腹上の[28]

「リスカ」
 何も見たくなかった。
 リスカは今、全てを拒絶したいのだ。
「目を開けてください」
 ゆるゆると首を横に振る。
 開けられない。自分の中に潜む虚ろな恐ろしいものが、きっと見えてしまう。
 固く閉じた目から、涙ばかりが伝った。
「リスカさん」
 ふと、額に柔らかな感触を与えられた。
 小鳥が甘く啄むように。
「リスカ」
 あやすように名を呼ばれ、リスカはようやく、ぼんやりと瞼を開いた。
 今度はこめかみに、柔らかい感触が与えられる。
 頬に、瞼に、目尻に、睫毛に。
 繰り返し、繰り返し、唇が落とされる。
 微かな喘ぎを、セフォーは漏らした。
「リスカ、こちらを」
 頬を指先で丁寧に愛撫され、視線を合わせるよう、促される。
「愛とは、焦がすもの、焦がれるもの」
 言葉と共に、こぼれる涙に口付けられた。
「世界よりも、世界に在る唯一の者を、抱くこと」
 冷淡な声音なのに、どこか甘い。
 リスカは、ぼうっと銀色の瞳を見返した。
「深海のような夜の底へ、月の光を捧げること。花の在処を教えること。そして、美しいという言葉を、口にすること。憎しみか慈しみかと、論じるものではないのです」
 囁きはいつしか情熱と変わり、心を焦がすものとなる。
「だから、愛とは――リスカ、あなたです」
「あ」
「そして、あなたを映す、私です」
 見ているようで見ていなかった銀色の瞳が、ふわりと蕩けるように細くなるのが分かった。
「わ、私、私は」
 紡ごうとした言葉は、そっと指で覆われた。
「いいのです。あなたは、あなたの時間の中で、真理を得てください。私が急いでも、あなたは急がなくていい。愛とは、己の知らぬ内に芽生えるものなのです。今は分からずとも、ある一瞬に知る。いつか、稲妻に貫かれるように、これが愛であると、あなたは理解するでしょう。視線の中に、温もりの中に、吐息の中に、目には映らぬ熱情を、あなたは感じるでしょう」
 抱きしめられて、甘やかされている。
 リスカはどこか呆然としたまま、瞬いた。
「その時、世界はどれほど輝くことか。花は咲き乱れ、風は何より甘く香る」
 瞼に何度も口付けられた。唇から伝わる体温に、ひどく胸がざわつく。
「私はあなたを追ってしまった。

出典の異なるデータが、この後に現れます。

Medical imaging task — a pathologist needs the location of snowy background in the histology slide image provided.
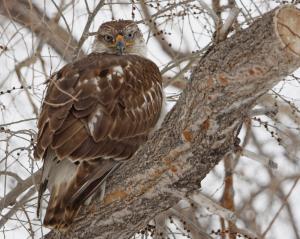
[0,0,300,239]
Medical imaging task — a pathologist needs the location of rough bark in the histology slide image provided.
[0,0,83,62]
[46,7,300,239]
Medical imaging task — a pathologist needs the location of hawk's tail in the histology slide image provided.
[38,150,120,231]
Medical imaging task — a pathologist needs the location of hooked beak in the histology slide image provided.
[115,35,126,55]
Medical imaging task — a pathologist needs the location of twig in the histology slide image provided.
[262,177,300,237]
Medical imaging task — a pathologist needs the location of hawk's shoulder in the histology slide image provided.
[35,53,163,160]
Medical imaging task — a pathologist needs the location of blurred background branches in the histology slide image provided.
[0,0,300,239]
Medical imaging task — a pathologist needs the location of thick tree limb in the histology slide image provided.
[46,7,300,239]
[0,0,83,62]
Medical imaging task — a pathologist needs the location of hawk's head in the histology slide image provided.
[93,20,147,56]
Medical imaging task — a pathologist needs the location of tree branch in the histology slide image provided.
[46,7,300,239]
[0,0,83,62]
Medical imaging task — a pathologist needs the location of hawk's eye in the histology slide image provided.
[125,32,134,40]
[104,35,113,42]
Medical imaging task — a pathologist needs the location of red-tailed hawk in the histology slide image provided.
[35,20,164,230]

追われるのではなく追う立場に。ゆえに、私はどれほど強くても、あなたに負ける。あなただけが、私に勝つのです」
 リスカは少しずつ意識がはっきりしてきた。
 まるで……睦言のようだ、と気づいたのだ。
「――せ、セフォーっ」
 激しく瞬くリスカの目の上に、また口付けられる。
「あ、ああああ」
 愕然、というか何というか。
 背を撫でられ、そして、するりと髪の中に指を入れられて、深く引き寄せられる。びりびりと、よく分からぬ痺れが背筋を走った。思わず仰け反りそうになるところを、乱暴ではない強い力でとめられる。

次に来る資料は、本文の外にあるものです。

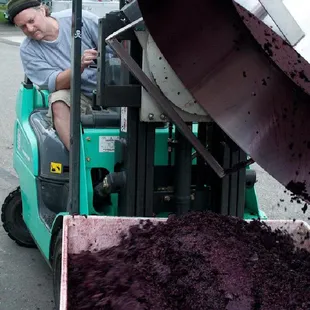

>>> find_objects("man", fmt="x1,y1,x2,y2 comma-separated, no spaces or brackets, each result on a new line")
8,0,110,150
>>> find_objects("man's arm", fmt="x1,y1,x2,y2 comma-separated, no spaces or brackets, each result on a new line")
20,44,97,92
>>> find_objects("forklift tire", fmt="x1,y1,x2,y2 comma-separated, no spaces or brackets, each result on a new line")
52,229,62,310
1,187,37,248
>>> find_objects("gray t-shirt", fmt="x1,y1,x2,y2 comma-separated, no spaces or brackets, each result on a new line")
20,9,106,96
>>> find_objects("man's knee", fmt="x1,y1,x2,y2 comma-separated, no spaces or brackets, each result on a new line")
52,101,70,119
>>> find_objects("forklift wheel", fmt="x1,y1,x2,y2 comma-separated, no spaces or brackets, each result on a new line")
1,187,36,248
52,229,62,309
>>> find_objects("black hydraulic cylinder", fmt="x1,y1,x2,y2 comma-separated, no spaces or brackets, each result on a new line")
68,0,82,214
174,126,192,215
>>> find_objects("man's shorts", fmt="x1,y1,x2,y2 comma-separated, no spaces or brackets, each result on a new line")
47,89,92,123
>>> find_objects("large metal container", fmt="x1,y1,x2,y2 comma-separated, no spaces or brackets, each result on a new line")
60,216,310,310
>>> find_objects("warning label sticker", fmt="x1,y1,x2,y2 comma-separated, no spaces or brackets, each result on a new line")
99,136,119,153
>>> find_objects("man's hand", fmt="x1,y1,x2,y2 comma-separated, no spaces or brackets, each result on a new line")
81,49,98,72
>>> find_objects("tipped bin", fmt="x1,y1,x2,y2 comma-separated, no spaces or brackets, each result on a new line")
60,216,310,310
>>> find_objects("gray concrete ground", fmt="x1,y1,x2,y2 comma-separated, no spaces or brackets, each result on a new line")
0,24,310,310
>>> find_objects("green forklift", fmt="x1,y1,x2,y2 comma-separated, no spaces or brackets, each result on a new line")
1,0,266,309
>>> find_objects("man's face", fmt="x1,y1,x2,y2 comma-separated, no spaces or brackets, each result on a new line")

「あなたが口にするのなら、どれほど陳腐な戯言でさえ私は宝石以上の輝きを見出す。そしてこの滑稽な考えすらも、神聖だと信じてしまうのだ。リスカさん――愛とは、人を愚かにさせるのでしょう。いえ、自ら愚かになりたがるのでしょう」
 硬直するリスカの肩を撫で、首を撫で。
 熱い、とリスカは思った。
 この熱さ、リスカは知らない。
「セフォー、もう、お願いだから」
「あなたは甘い香りがする」
 もがこうとしても、振りほどけない熱情に、リスカは震える。
「セフォー、もう」
「ねえ――」
 耳元でくすりと笑われた。溜息のような浅い息に、ふわりと首筋を撫でられた。
「私、あなたの奴隷になりましょうか?」
 リスカは一瞬、真っ白になった。
「あなたの指だけが、私を殺し、従わせるのです」
「え、ああ、え、うあ」
 何だ一体何が何事が何を、とリスカは壊れかかった。
 触れられる場所が一番熱い。全てが、狂おしいほど熱い。
 見開いた目に映るのは、星のように輝く銀。
 自分の一部であるかのように、近い。
 リスカは混乱しながらも、瞼や頬へ飽きずに繰り返される口づけをとめた。指先で、軽くセフォーの唇を押さえる。
「ま、待って、あの」
 その指も甘噛みされて、リスカははっきりとおろおろした。驚くほど柔らかな濡れた唇の感触に、リスカは目眩をおこした。冷たいはずの氷の瞳が、なぜこれほどにも凄艶に映るのか。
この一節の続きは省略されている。